With his mother dying, Yuta attempts to capture her last days on his phone. After her death, Yuta heads to the roof of the hospital to commit suicide, but a meeting with a strange girl leads him on the path to making a movie.
There is honestly nothing I can type out that will accurately describe what it feels like to read Goodbye, Eri. Just like any of Tatsuki Fujimoto’s works, the first time I finished reading this 200-page self-contained story I was speechless. I could barely comprehend what had happened, or why I had found it so deeply moving, but as I sat there with my tablet on my lap I knew that I had been lucky enough to read something very special.

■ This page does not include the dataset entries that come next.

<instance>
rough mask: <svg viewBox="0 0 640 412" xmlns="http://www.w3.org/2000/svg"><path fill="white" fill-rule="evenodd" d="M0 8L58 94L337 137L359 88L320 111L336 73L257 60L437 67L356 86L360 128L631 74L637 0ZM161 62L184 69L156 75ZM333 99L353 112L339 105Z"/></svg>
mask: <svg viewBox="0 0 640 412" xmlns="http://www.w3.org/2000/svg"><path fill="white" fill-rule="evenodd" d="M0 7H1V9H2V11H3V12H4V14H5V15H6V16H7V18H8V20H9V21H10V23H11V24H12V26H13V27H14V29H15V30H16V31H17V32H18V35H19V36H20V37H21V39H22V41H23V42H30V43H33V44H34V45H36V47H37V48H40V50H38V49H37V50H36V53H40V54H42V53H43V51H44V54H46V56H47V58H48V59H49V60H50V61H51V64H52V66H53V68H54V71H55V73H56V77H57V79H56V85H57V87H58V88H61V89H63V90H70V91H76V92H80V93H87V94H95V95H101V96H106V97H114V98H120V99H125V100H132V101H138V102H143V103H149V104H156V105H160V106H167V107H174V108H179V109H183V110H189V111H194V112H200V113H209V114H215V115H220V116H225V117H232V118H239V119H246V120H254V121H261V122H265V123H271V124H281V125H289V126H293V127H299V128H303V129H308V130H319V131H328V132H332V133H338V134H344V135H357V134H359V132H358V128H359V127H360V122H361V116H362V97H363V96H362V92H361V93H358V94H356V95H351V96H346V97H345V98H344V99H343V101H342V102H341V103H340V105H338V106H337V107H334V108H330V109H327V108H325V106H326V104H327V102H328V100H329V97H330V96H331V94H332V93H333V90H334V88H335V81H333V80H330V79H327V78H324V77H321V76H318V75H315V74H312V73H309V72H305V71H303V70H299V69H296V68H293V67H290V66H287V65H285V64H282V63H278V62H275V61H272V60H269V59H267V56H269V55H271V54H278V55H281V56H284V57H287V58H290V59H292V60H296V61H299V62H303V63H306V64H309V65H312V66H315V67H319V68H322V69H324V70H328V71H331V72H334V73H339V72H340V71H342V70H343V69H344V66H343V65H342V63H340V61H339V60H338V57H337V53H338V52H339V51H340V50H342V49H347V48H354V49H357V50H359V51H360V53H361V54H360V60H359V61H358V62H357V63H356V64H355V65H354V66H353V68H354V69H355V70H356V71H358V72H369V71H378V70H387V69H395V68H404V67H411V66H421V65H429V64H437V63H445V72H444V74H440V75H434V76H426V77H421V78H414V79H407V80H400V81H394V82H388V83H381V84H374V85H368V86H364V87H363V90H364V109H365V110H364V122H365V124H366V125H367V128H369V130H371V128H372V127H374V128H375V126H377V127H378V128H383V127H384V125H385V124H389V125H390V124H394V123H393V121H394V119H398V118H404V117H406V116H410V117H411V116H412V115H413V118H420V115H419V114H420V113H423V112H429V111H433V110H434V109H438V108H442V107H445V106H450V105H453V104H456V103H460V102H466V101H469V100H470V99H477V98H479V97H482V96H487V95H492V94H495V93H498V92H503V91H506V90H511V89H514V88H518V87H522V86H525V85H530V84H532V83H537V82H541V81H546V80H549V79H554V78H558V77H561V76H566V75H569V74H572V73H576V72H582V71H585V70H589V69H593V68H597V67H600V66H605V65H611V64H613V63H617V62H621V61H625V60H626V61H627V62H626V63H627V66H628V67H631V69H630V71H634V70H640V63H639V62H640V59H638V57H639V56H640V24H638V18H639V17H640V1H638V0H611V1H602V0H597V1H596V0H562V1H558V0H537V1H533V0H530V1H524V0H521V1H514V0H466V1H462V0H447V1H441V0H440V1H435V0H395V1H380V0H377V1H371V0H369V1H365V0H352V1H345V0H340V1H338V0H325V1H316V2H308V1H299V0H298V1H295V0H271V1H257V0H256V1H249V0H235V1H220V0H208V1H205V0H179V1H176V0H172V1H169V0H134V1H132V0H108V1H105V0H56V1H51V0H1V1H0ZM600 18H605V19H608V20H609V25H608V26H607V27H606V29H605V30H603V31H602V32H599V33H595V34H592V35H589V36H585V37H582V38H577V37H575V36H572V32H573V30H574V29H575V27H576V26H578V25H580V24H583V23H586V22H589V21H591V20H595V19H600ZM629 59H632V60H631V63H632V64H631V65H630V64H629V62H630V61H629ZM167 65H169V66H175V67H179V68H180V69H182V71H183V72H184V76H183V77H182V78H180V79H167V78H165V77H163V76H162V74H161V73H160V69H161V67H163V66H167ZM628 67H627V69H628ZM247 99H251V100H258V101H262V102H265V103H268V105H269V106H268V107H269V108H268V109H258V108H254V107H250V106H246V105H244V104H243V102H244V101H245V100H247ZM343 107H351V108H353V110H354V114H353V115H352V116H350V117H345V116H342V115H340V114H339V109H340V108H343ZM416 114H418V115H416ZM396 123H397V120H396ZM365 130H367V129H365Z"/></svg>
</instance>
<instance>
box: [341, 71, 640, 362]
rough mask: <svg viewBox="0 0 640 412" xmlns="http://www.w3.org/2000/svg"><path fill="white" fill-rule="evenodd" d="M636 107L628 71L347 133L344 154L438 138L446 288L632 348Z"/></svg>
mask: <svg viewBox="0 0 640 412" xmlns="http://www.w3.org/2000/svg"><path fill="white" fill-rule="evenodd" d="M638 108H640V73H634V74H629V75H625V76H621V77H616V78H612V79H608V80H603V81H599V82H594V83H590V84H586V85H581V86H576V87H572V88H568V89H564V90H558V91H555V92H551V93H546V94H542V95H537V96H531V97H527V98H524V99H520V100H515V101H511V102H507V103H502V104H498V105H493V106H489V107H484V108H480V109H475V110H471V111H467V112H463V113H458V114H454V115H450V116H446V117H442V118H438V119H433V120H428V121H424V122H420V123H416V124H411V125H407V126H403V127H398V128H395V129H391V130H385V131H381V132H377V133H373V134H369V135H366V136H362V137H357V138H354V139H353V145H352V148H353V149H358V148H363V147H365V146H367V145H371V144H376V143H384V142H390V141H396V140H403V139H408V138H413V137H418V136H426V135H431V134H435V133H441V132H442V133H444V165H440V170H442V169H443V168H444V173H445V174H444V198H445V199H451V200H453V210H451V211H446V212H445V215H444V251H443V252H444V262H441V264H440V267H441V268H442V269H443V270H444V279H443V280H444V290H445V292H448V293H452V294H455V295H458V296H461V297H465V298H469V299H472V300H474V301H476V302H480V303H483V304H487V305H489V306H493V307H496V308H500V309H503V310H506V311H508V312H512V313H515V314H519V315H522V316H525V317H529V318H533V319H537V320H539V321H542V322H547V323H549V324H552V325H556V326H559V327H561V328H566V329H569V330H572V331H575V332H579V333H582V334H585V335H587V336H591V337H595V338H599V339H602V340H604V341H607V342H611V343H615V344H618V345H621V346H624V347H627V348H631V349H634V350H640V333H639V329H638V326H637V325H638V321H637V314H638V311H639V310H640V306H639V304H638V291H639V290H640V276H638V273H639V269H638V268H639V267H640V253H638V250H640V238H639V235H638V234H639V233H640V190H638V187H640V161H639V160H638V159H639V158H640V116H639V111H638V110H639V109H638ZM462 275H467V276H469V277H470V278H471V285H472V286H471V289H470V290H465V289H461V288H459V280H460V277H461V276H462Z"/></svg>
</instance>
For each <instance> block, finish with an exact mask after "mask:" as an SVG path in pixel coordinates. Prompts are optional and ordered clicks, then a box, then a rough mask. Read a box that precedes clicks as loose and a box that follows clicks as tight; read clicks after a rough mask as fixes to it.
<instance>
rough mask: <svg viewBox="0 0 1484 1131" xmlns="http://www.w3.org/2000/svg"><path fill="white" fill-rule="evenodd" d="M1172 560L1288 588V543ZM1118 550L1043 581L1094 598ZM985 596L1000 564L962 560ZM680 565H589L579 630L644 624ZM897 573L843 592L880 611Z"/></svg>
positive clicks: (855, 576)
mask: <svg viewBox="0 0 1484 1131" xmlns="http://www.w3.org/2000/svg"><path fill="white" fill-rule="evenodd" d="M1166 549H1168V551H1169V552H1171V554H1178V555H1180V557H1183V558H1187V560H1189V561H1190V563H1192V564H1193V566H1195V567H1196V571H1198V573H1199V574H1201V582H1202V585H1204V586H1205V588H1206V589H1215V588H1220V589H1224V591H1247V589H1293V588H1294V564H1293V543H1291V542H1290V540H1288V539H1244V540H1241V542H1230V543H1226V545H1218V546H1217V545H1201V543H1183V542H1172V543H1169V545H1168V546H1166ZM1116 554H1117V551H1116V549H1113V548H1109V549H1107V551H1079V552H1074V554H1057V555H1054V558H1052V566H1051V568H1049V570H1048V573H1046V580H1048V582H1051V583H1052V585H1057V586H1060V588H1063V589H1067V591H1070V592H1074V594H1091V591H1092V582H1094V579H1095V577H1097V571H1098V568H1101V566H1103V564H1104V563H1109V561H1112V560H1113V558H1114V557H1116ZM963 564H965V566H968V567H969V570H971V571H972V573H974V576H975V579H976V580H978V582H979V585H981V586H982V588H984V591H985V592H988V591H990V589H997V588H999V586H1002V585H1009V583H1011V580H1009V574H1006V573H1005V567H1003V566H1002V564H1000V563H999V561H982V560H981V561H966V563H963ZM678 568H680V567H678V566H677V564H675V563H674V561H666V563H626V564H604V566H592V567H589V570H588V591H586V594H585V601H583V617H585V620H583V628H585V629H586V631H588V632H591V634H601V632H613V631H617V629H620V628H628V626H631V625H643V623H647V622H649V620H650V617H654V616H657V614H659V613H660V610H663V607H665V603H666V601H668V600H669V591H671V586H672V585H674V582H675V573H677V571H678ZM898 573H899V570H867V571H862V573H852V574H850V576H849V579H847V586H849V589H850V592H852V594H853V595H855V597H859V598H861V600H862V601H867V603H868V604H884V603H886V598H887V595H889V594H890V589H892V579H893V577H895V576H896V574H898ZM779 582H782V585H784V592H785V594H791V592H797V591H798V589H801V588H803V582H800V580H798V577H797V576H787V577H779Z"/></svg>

Goodbye, Eri doesn’t read like your usual comic book, where panels flow dynamically on the page and are strategically sized and shaped for the biggest impact. Almost every page of this manga consists of panels of the same size and shape, stacked one on top of another, resembling more of a storyboard. Within the context of the story, this is the only possible layout. Every panel in each page is an image captured by the protagonist’s phone camera, portraying life as it is. From the ugliness of a family tragedy, to the boring meals sitting around the dinner table, including the shakiness of Yuta’s hands holding the phone. We are invited to watch his movie as it is conceived and filmed. But what is life as it is, and what is part of the movie’s narrative?